I contend a severe consistency problem, obscured in the usual orbiting binary scenario, is acutely evident in the simplest possible axially symmetric system. That of a linear quadrupole radiator. One asks what kind of ostensibly purely transverse, far-field metric deformations can act on an imaginary spherical shell centred about the linear radiator. Here is a link to a bare bones illustration I used in a below linked to forum thread:
https://s26.postimg.org/axee7pdmh/GR_GW_paradox_2.png
At rock bottom, all one need ask is can there logically be an axially symmetric azimuthal 'strain' h_φφ (usual spherical coordinates r, φ, θ) - locally tangent to any given line of latitude e.g. equator line? Given that in far-field, GR GW's are exclusively transverse and pure shear in character?
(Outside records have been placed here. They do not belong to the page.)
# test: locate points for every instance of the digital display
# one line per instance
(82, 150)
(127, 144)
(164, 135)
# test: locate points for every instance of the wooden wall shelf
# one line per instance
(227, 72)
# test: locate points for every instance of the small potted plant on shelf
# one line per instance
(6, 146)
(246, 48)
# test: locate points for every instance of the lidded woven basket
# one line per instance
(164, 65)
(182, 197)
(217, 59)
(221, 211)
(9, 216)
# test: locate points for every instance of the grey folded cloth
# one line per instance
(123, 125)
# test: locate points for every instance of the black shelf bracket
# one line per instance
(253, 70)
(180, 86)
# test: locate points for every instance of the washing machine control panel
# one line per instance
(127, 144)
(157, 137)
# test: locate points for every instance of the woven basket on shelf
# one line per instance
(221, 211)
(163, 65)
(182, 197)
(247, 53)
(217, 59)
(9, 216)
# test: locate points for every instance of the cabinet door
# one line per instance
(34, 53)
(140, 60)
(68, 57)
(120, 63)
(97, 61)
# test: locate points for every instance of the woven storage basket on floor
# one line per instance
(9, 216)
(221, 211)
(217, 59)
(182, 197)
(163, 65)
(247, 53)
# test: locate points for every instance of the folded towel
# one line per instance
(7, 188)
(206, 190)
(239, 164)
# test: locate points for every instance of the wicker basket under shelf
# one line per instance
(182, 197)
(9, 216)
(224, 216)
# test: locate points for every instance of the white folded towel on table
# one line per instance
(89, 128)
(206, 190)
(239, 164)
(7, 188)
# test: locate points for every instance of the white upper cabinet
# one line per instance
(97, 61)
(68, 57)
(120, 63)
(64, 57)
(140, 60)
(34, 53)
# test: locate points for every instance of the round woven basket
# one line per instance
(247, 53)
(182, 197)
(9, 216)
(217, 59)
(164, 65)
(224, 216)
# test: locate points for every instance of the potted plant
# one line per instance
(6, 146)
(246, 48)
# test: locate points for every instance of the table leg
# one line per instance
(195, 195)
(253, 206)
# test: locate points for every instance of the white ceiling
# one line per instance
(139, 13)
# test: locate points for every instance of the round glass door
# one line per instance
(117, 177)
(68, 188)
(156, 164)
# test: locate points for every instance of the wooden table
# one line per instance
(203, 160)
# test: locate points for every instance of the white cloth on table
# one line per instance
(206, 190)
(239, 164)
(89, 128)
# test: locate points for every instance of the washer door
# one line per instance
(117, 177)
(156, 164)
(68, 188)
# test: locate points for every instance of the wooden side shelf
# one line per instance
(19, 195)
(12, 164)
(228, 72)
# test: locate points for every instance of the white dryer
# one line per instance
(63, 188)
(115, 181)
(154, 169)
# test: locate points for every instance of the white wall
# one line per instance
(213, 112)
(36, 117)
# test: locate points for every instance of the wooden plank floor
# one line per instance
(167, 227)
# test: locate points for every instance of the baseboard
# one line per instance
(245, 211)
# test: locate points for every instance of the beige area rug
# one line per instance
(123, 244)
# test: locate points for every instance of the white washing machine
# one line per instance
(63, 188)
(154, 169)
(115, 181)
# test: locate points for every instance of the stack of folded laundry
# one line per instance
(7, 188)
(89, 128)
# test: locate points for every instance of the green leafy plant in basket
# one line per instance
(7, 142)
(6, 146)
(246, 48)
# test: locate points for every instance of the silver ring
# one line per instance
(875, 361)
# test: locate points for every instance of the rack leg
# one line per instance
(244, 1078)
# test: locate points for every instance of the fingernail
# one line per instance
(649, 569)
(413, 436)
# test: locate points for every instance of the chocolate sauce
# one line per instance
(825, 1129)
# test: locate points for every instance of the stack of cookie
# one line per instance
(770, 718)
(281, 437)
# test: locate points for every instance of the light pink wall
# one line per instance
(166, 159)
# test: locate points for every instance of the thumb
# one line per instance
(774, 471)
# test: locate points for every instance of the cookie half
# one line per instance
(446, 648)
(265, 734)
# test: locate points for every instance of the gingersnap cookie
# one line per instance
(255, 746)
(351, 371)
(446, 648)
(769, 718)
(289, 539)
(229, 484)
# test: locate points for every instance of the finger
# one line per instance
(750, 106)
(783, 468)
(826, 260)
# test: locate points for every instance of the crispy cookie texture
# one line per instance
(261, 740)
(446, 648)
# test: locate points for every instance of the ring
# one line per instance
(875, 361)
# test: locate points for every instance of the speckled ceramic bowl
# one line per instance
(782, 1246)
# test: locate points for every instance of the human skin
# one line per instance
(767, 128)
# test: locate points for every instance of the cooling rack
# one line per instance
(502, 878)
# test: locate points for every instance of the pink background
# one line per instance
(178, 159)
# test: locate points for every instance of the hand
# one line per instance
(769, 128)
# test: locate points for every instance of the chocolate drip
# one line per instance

To claim that a circular hoop can undergo uniform circumferential strain without an accompanying radial expansion/contraction is laughably illogical. Yet the parallel in the linear radiator GW case has somehow never been noticed. And it's easily seen that relaxing the strictly transverse character of GR GW's to allow radial 'breathing', cannot resolve things in favour of transverse strains declining in amplitude in a 1/r radiation field manner. Instead, transverse strains decline as 1/r^2, and one has overwhelmingly radial i.e. longitudinal far-field 1/r displacement amplitudes. Which I do not believe a credible way out, for a number of reasons, including the following.
The situation just becomes worse when polar strains h_θθ acting along meridian lines of that imaginary spherical shell is considered. As you are no doubt aware, at any given local patch and any given instant t, h_φφ, h_θθ strains have equal amplitude but opposite sign ('+' polarizations - applying to axially symmetric linear oscillator). Hence, while say at t = t_0, latitude lines notionally want to 'breathe' outwards, meridian lines notionally want to 'breathe' inwards. And vice versa other half cycle. This is not QM - an initially static test particle can't both move in and out nor be in two places at the same time!
It was always a puzzle as to why one never sees a global view of the h_φφ, h_θθ strains in any of the many online illustrations and animations. Typically just cartoon 'water wave' depictions, and then only for binary case. Strange indeed!
Back in 2012 I first discovered and aired this issue in a forum thread, but that was a bad move ending in a life ban. My particular approach was to think about it in terms of Feynman's famous sticky beads argument e.g.
https://en.wikipedia.org/wiki/Sticky_bead_argument#Description_of_the_thought_experiment
https://en.wikipedia.org/wiki/Sticky_bead_argument#Feynman.27s_argument
As soon as such is applied to the axially symmetric linear quadrupole oscillator case, it becomes evident Feynman got it very wrong. Laughably obvious when one extends it to a large, uniformly distributed circular array of sticks and beads, sticks joined end to end around a far-field r>>λ equator line! The beads will logically move azimuthally somehow?! Given the axial symmetry? He he he.
Moral - go global view - not local patch view!